Dear Mr. Indecisive / Insecure / Some Possible Combination of Both,

Alright. I've had enough of this and it needs to stop. Right now.


I admit from the outset that you will be worth more money than I can imagine -- according to Wikipedia your net worth is $300+ million...but for all we know you could have edited that entry yourself -- so you will always be able to rub that in my face. Point conceded.

(Okay, maybe amidst your hectic schedule of stealing samples and riffs from artists with original talent you wouldn't take the time to rub it in personally, but I'm sure you could get your 300lb bodyguards to beat it into me)

I can even say I sympathize with your situation to a certain extent. At one point you were an emerging musical artist and needed to distinguish yourself. You needed a performing name that would create a persona and mystique about you that would set you apart from all of the other chumps.

So then you came up with a recording name: "Puff Daddy."

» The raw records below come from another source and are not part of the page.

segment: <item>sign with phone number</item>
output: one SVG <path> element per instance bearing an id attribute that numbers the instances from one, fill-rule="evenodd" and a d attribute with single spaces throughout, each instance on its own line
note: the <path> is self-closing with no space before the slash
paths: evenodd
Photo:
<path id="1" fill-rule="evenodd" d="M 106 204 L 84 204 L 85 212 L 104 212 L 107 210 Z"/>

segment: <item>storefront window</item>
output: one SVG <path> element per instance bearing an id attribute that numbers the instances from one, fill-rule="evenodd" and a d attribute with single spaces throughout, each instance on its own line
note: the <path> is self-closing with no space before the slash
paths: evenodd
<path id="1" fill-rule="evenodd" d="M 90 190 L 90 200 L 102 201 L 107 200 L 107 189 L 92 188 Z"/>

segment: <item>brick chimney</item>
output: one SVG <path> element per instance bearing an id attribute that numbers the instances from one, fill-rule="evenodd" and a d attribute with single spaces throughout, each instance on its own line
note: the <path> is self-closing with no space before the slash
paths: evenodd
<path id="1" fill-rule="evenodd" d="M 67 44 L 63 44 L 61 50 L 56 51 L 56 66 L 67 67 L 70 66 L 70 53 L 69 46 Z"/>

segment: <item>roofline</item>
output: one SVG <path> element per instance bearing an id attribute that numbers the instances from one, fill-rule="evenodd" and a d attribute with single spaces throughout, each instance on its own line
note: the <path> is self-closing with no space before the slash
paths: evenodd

Sorry to get hung up on semantics, but... Is it just me, or when you play word association with the word "puff," isn't "cream puff" the first thing that comes to mind? Or at least something that is soft, fluffy, and lacking in substance? Maybe it's just me. But it really doesn't convey the "bad boy" image you were probably going for.

So then you started complicating things by making sure that it was publicly announced you were changing your name to P.Diddy. Then, to simplify things for us who have trouble with the alphabet, you dropped the 'P', leaving just Diddy. (Very gracious of you, by the way). WHO / WHAT/ WHEN / WHERE / WHY IS 'DIDDY'?!? I have no idea.

Think of all the wasted "Puff Daddy" pre-printed letterheads. I can't imagine your confusion when signing checks after changing names; I know my sisters had a tough time after they got married, and they only had to change their last name--once!

And now that you're looking to get into acting, you want to be called by your real name: Sean Combs. Sean's a good name. I say stick with it and save your publicist, the mailman, or anybody else that might associate you with your name, the headache.

Your unadoring non-fan,
JD

PS Any clarification, ie significance of your chosen names, would be enlightening. I am in Japan for work, and tonight it's raining, so I'm bored out of my mind.